5The respondents state that the facts of the case support a deferral of the Application. However, it asks that, rather than defer the Application, the Tribunal dismiss it. The respondents argue that the Application is outside the Tribunal’s jurisdiction (power) to decide because it does not allege a violation of the Code. According to the respondents, even if the facts contained in the Application are accepted, there is no basis upon which to find that the Code was breached.
6I have reviewed the Application carefully and I agree that it is difficult to see how the applicant’s allegations relate to the Code. However, in the circumstances of this case, I am satisfied that a deferral of the Application is the best course of action. It is both fair to the parties and makes the most effective use of the Tribunal’s and the parties’ resources. This decision is without prejudice to the respondents’ ability to ask for a dismissal of the Application in the event it is reactivated.
7My decision to defer the Application is based on the following reasons.
8Section 45 of the Code gives the Tribunal the power to defer an application in accordance with its Rules of Procedure (“Rules”).

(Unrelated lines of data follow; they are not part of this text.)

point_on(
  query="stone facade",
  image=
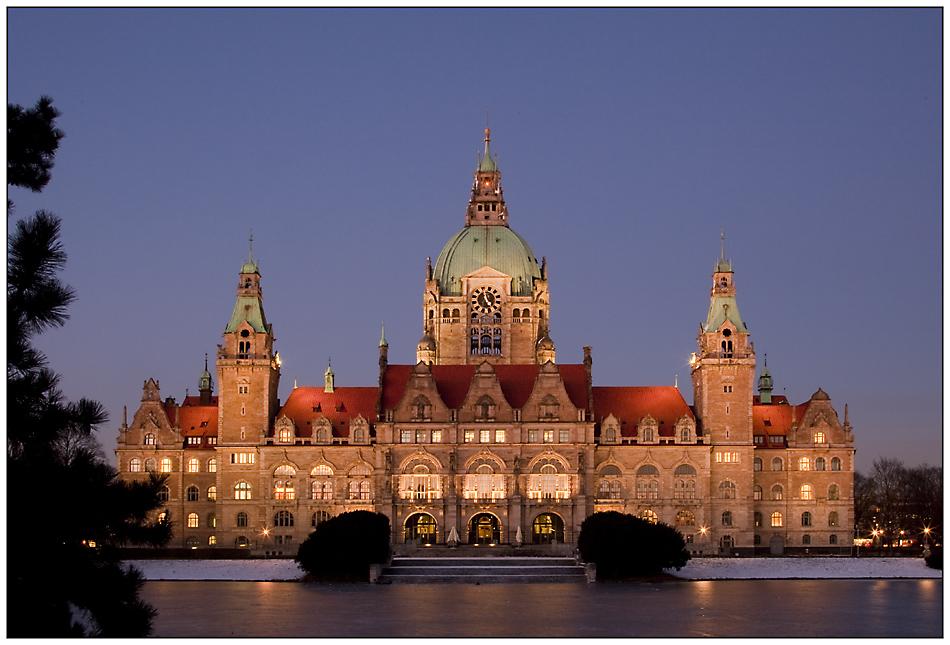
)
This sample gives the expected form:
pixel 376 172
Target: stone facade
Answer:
pixel 486 440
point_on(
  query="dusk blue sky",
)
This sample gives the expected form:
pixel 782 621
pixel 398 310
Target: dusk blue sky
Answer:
pixel 627 140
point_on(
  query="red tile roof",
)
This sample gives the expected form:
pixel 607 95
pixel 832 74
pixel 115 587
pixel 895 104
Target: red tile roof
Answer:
pixel 339 407
pixel 630 404
pixel 453 383
pixel 196 420
pixel 776 418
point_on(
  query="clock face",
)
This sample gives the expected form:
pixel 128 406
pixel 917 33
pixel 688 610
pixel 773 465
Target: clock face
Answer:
pixel 486 300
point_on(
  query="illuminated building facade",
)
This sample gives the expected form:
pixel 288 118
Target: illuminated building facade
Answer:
pixel 486 439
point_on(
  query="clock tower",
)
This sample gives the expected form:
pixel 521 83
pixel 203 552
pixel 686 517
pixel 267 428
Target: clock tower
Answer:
pixel 486 298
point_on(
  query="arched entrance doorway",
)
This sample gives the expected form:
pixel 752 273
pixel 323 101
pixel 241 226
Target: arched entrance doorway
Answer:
pixel 547 528
pixel 777 545
pixel 420 529
pixel 484 529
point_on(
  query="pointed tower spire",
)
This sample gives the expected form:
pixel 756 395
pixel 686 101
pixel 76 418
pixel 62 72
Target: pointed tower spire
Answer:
pixel 328 378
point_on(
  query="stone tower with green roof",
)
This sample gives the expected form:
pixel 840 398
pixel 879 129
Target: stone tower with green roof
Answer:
pixel 248 369
pixel 486 298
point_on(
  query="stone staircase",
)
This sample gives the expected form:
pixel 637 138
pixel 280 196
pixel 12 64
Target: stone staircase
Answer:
pixel 482 570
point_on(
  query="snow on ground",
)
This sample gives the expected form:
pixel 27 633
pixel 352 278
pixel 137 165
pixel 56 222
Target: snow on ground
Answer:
pixel 696 569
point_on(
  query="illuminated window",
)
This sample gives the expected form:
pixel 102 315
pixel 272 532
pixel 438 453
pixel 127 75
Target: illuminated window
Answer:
pixel 284 490
pixel 727 490
pixel 242 490
pixel 685 518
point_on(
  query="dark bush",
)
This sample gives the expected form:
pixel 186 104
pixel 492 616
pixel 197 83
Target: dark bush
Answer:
pixel 935 559
pixel 623 546
pixel 343 547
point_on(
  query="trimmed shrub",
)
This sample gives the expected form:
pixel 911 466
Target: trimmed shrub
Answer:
pixel 623 546
pixel 935 559
pixel 343 547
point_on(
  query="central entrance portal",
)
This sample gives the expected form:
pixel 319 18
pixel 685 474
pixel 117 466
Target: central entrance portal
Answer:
pixel 484 529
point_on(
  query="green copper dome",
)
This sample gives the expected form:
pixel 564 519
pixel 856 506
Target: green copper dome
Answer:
pixel 496 246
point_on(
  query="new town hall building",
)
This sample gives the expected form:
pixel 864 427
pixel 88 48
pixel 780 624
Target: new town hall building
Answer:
pixel 488 440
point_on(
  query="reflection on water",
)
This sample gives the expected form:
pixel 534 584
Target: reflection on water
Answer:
pixel 772 608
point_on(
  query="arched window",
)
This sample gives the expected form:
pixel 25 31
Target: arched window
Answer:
pixel 284 490
pixel 242 490
pixel 685 518
pixel 727 490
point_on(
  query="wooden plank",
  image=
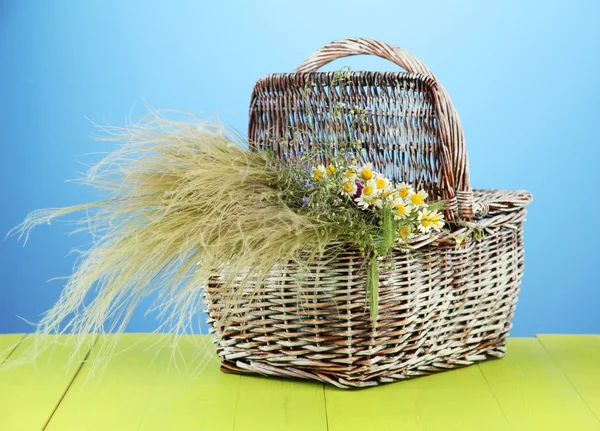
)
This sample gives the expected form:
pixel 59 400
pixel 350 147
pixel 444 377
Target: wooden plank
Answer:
pixel 271 404
pixel 8 343
pixel 32 390
pixel 459 399
pixel 578 357
pixel 533 392
pixel 141 390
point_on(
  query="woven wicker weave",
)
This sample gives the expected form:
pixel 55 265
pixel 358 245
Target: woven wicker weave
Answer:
pixel 447 304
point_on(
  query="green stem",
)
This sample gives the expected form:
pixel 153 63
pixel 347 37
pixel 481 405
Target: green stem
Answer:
pixel 373 287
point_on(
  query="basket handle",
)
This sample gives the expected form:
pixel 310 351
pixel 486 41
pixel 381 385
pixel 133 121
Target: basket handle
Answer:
pixel 454 163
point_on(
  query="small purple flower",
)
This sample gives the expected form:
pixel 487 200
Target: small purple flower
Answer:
pixel 359 188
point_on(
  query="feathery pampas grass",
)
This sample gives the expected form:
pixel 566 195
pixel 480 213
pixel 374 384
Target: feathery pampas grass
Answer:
pixel 184 201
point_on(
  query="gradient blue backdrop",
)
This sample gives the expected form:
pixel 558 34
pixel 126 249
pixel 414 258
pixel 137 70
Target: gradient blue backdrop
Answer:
pixel 522 74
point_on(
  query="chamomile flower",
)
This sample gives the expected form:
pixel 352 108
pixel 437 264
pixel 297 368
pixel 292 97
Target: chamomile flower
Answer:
pixel 377 202
pixel 418 198
pixel 404 190
pixel 437 220
pixel 387 196
pixel 350 173
pixel 405 233
pixel 425 221
pixel 349 187
pixel 319 173
pixel 381 182
pixel 365 172
pixel 368 195
pixel 401 209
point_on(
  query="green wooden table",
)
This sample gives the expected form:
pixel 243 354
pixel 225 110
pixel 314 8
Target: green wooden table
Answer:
pixel 551 382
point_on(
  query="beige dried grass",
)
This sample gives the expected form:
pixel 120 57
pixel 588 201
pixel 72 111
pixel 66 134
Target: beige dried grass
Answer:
pixel 184 201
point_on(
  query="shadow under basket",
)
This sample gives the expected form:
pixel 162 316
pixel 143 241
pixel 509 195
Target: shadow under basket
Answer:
pixel 446 304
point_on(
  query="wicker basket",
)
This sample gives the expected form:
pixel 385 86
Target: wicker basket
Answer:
pixel 445 305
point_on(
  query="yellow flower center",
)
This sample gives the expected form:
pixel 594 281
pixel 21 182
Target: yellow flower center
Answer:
pixel 366 174
pixel 416 199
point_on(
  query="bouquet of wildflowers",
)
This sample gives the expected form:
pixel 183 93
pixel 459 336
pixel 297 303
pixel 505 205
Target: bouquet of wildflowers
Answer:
pixel 372 212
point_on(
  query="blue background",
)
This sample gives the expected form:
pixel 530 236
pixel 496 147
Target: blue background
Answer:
pixel 522 75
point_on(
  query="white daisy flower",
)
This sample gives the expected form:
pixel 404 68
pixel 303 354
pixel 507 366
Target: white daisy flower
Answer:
pixel 418 198
pixel 349 187
pixel 425 223
pixel 350 173
pixel 401 209
pixel 365 173
pixel 368 195
pixel 377 202
pixel 388 197
pixel 319 173
pixel 404 190
pixel 405 233
pixel 437 220
pixel 381 182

9Rule 14.1 of the Rules states:
The Tribunal may defer consideration of an Application, on such terms as it may determine, on its own initiative, at the request of an Applicant under Rule 7, or at the request of any party.
10The Tribunal will generally defer an application where there is an ongoing grievance under a collective agreement based on the same facts and issues. However, the Tribunal must also consider, in light of the particular circumstances of each case, whether deferral is the most fair, just and expeditious way of proceeding with the Application.
11Based on the materials filed with the Tribunal, I am satisfied that the grievance proceeding and the Application deal with the same subject matter. In my view, the most fair, just and expeditious way of proceeding is to defer the Application pending the outcome of the grievance proceeding.
12Should any party wish the Tribunal to proceed with the Application once the grievance has been determined, it should consider Rules 14 of the Rules of Procedure.
13I am not seized of this matter.
Dated at Toronto, this 5^th^ day of November, 2009.